This thesis reports on research about ME models for chaotic time series prediction. Based on a review of the techniques in time series prediction, a HMM-based ME model called "Time-line" Hidden Markov Experts (THME) is developed, where the trajectory of the time series is divided into some regimes in the state space and regression models called local experts are applied to learn the mapping on the regimes separately. The dynamics for the expert combination is a HMM, however, the transition probabilities are designed to be time-varying and conditional on the "real time" information of the time series. For the learning of the "time-line" HMM, a modified Baum-Welch algorithm is developed and the convergence of the algorithm is proved.

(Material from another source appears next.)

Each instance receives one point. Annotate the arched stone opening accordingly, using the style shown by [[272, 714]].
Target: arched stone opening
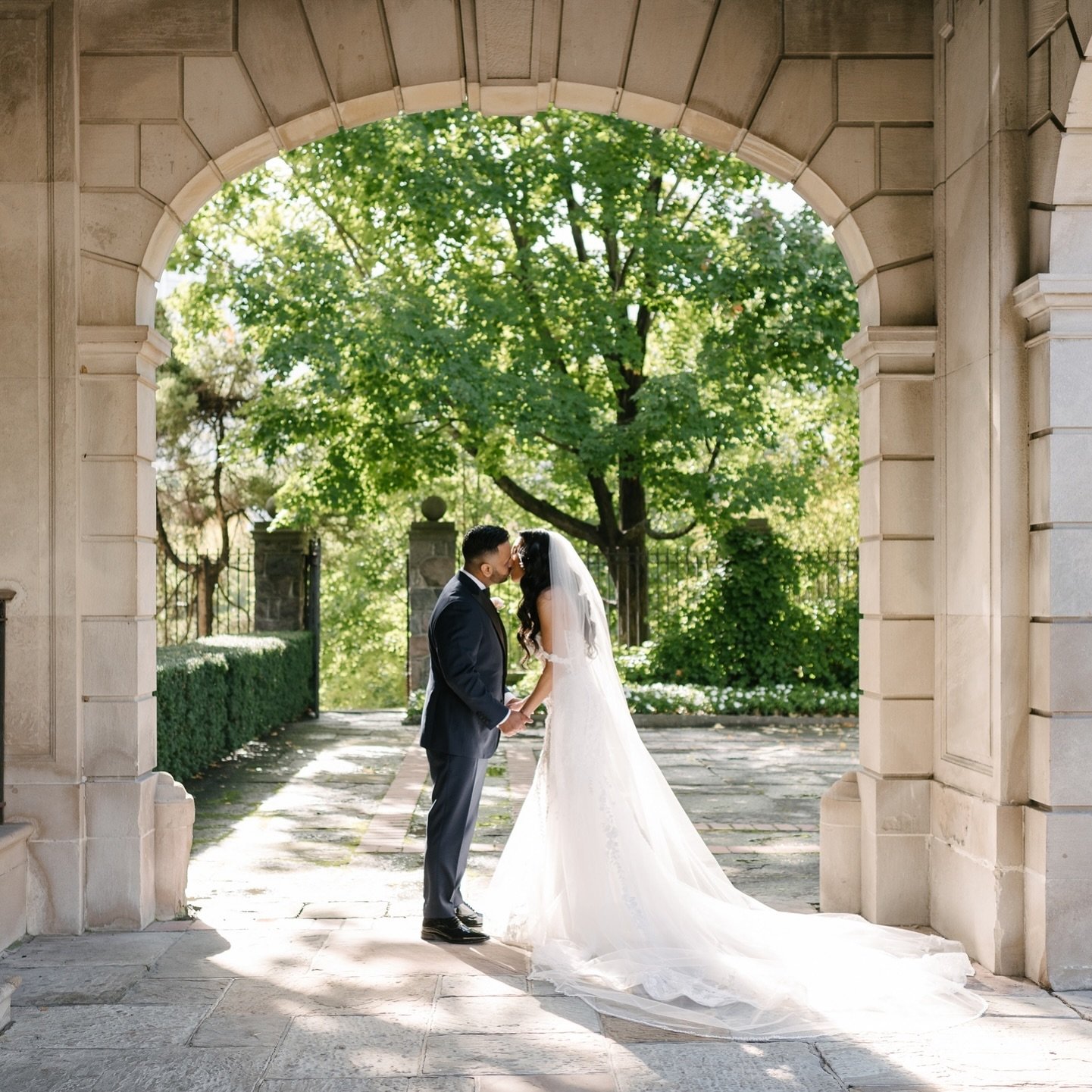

Different versions of the model, based on MLP, RBF and SVM experts, are constructed and applied to a number of chaotic time series on both one-step-ahead and multi-step-ahead predictions. Experiments show that in general THME achieves better generalization performance than the corresponding single models in one-step-ahead prediction and comparable to some published benchmarks in multi-step-ahead prediction. Various properties of THME, such as the feature selection for trajectory dividing, the clustering techniques for regime extraction, the "time-line" HMM for expert combination and the performance of the model when it has different number of experts, are investigated.
A number of interesting future directions for this work are suggested, which include the feature selection for regime extraction, the model selection for transition probability modelling, the extension to distribution prediction and the application on other time series.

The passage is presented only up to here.